We have a secret. Our angled entry door was never supposed to be this way! The original plan to install our entrance into the flat side wall was the most practical and easiest constructed option, but it lacked the definition that every main entry deserves. A last minute stroke of inspiration led to a build site sketch on a piece of construction debris and we discussed how to ‘subtly push the door into the space’ just enough to add emphasis on the outside and better align the user to the space upon entry. We harnessed one of the perks of d.i.y. design and construction and made the change on the fly, correcting the already framed opening to better suit our vision. The result is one of our favorite parts of our tiny house!
The angled alcove provides visual relief on the long façade of salvaged corrugated metal siding (from a local barn) and denotes the moment of entry. This also became the perfect opportunity to get creative with a second siding choice that could really make this moment pop and we used reclaimed walnut wood that was [re]milled into ½” thick boards with a ship-lap edge profile. They are installed with a 1/8” horizontal reveal between each board and affixed to the wall using square drive stainless steel screws installed on a carefully measured grid. Our door is a 32” wide full lite door with retractable blinds in-between the layers of glass allowing our entry to double as a large window as well as a door, with the ability to ensure privacy when needed.

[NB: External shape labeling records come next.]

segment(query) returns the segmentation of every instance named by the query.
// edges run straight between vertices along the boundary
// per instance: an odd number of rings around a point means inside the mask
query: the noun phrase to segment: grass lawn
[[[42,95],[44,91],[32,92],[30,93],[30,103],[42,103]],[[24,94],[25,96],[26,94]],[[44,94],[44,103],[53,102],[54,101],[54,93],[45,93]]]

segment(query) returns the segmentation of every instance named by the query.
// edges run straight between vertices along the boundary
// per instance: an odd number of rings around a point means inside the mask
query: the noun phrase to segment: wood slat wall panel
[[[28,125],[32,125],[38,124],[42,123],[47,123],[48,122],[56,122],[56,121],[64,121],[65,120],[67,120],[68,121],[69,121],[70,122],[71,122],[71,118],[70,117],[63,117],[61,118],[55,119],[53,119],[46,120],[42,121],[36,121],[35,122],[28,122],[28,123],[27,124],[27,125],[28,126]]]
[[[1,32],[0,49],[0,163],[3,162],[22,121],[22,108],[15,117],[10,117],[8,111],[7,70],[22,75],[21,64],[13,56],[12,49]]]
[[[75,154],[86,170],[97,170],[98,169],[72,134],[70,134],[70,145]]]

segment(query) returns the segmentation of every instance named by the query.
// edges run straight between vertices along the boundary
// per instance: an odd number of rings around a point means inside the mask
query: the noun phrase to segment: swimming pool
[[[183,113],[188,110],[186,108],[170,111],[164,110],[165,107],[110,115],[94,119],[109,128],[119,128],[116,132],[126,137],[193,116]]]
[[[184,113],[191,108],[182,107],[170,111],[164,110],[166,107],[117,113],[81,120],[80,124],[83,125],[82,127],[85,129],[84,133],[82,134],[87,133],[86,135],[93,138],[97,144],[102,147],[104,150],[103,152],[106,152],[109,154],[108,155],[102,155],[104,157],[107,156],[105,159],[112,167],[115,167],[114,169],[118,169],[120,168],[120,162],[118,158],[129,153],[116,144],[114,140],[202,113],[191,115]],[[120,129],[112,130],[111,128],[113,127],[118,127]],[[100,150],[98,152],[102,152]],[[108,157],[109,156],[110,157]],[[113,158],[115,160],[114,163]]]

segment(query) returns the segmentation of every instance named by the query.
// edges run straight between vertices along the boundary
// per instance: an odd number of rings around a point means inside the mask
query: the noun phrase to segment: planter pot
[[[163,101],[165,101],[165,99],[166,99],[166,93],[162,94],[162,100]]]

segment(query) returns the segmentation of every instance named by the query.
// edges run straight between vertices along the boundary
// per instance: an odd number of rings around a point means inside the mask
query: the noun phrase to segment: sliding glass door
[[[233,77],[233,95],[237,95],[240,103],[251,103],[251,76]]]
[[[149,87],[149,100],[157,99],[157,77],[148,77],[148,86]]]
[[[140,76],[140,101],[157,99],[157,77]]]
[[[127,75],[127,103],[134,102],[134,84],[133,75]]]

To complete the entry we wanted the stairs to look and feel like they belonged with SHED, as part of the design and not an after thought. We knew we would be using these stairs every single day and wanted a unique and sturdy feature piece that was on par with the beautiful walnut entry. It was easy for us to draw a simple line that represented the thin side profile of 3 steps but we had to ask a talented friend of ours to make that line become a reality…in steel. We had our stairs literally folded out of a single plate of 1/4” thick steel and then blackened. The top tread of the stairs rests on the little wedge step and are lifted off and placed in the bed of the truck when we are ready to move.
The amount of work and attention to detail that this small sub-project took was far beyond our expectations but as the dark walnut sawdust settled we were left with a gratifying deliverable that we are excited to come home to each and every day!